In the world of custody, we’ve seen the recent ascension of JP Morgan and Citi to rival the previous two-horse race of BNY Mellon and State Street at the top of the assets league table to create a four-way jostle. This was evident in BlackRock’s redesignation of its US-domiciled ETF assets towards the end of last year where the two investment banking giants captured the lion’s share of the mandate.  

When you lift the hood on JP Morgan’s business and consider Heitsenrether’s overall strategy and the work of the likes of Tim Fitzgerald, global head of custody and fund services, and the recently retired global head of alternative investment services, Joan Kehoe, you can see the results of the work which has been put in. 

Scale, reduced operating margin and technology investments – both internally and externally – have led to new mandates, extensions of existing deals and the capture of talent across the world, in a recent hiring spree. 

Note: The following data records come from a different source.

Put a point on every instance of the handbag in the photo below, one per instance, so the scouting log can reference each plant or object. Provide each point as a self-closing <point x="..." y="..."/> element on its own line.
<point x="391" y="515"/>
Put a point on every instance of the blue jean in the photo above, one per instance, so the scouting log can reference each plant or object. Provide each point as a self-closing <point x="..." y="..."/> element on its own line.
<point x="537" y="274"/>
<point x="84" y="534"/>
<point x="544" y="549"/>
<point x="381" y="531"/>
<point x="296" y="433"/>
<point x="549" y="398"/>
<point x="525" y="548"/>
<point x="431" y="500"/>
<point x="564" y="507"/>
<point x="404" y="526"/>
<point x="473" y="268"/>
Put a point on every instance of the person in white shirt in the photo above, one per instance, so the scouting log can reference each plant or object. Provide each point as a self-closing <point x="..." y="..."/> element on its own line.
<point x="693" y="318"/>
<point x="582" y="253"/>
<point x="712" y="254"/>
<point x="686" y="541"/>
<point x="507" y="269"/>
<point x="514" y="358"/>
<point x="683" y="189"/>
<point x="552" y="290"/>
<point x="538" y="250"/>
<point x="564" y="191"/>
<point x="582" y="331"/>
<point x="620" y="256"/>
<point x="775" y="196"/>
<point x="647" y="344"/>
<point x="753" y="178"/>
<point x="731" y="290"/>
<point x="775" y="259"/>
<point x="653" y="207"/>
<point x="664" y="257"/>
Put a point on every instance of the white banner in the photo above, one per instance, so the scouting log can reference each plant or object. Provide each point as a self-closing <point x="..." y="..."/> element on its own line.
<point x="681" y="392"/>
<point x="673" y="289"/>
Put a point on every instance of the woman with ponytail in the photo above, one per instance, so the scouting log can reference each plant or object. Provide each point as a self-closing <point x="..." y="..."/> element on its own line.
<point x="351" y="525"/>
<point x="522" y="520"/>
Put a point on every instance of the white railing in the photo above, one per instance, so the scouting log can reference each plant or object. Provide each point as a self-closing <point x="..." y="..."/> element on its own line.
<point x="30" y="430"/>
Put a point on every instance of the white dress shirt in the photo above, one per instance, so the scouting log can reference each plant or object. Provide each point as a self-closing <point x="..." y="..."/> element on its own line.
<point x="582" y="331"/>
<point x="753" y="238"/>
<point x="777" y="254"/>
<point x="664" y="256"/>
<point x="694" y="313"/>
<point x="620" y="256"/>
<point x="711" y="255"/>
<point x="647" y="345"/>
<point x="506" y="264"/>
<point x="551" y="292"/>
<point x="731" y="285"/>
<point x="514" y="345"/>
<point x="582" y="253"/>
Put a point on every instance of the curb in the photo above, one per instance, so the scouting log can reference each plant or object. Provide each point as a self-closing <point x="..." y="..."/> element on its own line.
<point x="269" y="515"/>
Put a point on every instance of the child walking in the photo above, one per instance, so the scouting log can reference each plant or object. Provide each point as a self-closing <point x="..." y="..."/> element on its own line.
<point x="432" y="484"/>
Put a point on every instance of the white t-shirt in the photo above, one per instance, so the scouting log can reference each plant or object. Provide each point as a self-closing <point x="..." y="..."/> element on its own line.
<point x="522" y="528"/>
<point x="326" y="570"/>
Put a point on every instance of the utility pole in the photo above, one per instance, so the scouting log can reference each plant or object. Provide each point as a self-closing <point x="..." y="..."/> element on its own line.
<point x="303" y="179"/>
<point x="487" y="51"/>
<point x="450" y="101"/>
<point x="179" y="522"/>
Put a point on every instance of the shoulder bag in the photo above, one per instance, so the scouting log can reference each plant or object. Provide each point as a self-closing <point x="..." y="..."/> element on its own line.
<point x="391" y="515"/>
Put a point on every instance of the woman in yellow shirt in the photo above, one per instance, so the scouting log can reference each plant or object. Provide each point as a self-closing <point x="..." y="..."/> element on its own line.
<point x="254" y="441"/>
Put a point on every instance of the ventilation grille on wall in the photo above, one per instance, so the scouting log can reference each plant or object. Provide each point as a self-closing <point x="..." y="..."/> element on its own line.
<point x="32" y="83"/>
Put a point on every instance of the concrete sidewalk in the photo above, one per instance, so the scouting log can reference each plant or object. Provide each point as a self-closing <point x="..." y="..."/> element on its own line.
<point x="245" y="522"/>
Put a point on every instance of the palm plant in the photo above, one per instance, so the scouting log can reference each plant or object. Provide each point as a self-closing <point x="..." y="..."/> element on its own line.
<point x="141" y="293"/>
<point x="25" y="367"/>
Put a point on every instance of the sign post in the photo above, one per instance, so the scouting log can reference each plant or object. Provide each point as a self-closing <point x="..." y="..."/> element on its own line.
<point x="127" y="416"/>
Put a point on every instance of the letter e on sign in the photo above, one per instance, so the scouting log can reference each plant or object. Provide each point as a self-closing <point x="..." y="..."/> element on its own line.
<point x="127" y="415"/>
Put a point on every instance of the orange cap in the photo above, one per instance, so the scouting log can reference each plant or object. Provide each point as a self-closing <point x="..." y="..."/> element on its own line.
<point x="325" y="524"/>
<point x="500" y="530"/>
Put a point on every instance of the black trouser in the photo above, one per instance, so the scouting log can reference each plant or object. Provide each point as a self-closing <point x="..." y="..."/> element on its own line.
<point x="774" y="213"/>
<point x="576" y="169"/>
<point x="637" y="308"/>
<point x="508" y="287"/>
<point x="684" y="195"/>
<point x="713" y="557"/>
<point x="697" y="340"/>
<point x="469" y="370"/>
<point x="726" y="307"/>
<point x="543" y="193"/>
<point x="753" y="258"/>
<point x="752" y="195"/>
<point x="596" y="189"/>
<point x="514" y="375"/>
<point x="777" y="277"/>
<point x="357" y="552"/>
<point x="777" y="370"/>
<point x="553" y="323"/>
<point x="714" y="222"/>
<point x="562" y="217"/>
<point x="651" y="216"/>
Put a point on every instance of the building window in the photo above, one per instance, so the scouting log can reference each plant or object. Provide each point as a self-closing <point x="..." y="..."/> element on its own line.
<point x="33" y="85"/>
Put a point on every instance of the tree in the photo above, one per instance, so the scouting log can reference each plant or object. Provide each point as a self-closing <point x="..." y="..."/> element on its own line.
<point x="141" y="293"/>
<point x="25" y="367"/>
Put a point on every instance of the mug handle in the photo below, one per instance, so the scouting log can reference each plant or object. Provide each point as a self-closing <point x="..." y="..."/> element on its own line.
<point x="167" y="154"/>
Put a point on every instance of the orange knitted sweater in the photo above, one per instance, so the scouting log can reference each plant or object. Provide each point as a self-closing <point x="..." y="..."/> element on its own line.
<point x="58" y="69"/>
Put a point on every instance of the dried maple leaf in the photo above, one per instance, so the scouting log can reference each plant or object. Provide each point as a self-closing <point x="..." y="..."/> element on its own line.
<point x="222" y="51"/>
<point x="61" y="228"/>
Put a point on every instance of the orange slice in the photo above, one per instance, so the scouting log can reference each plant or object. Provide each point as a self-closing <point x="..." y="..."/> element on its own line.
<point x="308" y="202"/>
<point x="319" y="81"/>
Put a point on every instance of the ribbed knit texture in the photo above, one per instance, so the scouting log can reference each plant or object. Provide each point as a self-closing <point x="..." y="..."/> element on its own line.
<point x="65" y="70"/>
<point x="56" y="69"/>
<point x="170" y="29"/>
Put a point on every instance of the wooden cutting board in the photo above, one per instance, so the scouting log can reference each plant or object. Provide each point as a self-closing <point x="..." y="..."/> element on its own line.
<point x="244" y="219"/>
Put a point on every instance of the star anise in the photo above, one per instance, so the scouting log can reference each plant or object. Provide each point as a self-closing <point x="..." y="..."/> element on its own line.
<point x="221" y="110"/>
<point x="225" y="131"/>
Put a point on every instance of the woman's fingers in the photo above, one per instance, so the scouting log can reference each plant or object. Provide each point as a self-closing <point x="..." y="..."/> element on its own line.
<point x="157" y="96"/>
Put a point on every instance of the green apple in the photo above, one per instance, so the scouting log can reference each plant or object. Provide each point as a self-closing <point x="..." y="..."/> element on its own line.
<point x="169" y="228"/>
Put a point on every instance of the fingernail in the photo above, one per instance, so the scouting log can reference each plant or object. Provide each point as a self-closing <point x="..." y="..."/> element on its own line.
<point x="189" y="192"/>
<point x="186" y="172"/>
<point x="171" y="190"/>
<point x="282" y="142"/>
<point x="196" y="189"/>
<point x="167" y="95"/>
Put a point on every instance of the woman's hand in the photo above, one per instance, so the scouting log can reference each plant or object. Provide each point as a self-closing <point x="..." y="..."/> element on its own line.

As for reading too much into Dimon’s and Barnum’s comments, I don’t think its sensationalist to note that the words were the final remarks on a call to wrap up 2021’s performance amid a decline in revenues and dialled-in investors honing in on the significant $12 billion tech expenditure.  

While BNY Mellon and State Street’s C-level execs will always talk about their respective custody businesses – being at the core of what they do – when Dimon or Citi’s Jane Fraser do so, it’s as much about the fact they’ve covered it amid discussions of the broader investment bank, retail and payments business, as it is about what they actually said.